Here’s a picture of Brittany on Christmas Eve, and you can see the crowns on the counter, at the bottom right. – Erin
Chicken á La King
Submitted by Erin
½ c. butter
½ c. red bell pepper, chopped (original recipe calls for pimiento peppers instead but I’ve never used them)
½ c. green pepper
———————Sauté just until soft. Then add flour.
½ c. flour
——————Add to butter mixture and mix well to make a roux. Let it bubble.
2 small cans mushrooms and juice
3 c. chicken broth
———————-Add and bring to boil to thicken.
1 c. cream
5 c. cooked chicken, shredded ( Rotisserie chicken works beautifully!)
salt and pepper
———————-Add. Don’t boil after adding cream.

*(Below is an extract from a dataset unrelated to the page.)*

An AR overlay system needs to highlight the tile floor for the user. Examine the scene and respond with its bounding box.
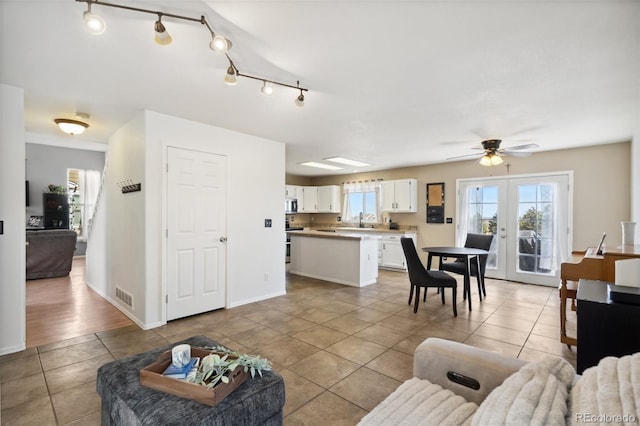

(Add ¼ c. milk to thin if needed.)
To make the ‘crowns’: Buy wheat bread at the store – not whole wheat, just the cheapo wheat kind. (Or you can use white if you prefer.) Get out your muffin tin. Place a slice of bread over a muffin hole. Push in on the four sides and push down into the muffin hole. Don’t squash the bread, but use enough force so that it stays down in the muffin hole. The four corners should be sticking up. Bake at about 250 until toasted and dry. I can’t remember how long it takes (and neither can my Mom :) so keep checking them every 5 minutes. When done, the bread will be like toast, and you will be able to lift the crowns out of the muffin tin and they will hold their crown shape.
To serve: Place one or two bread ‘crowns’ on your plate and ladle the chicken gravy over the crowns. Using a fork or a knife, cut the crown into pieces and eat with the chicken gravy.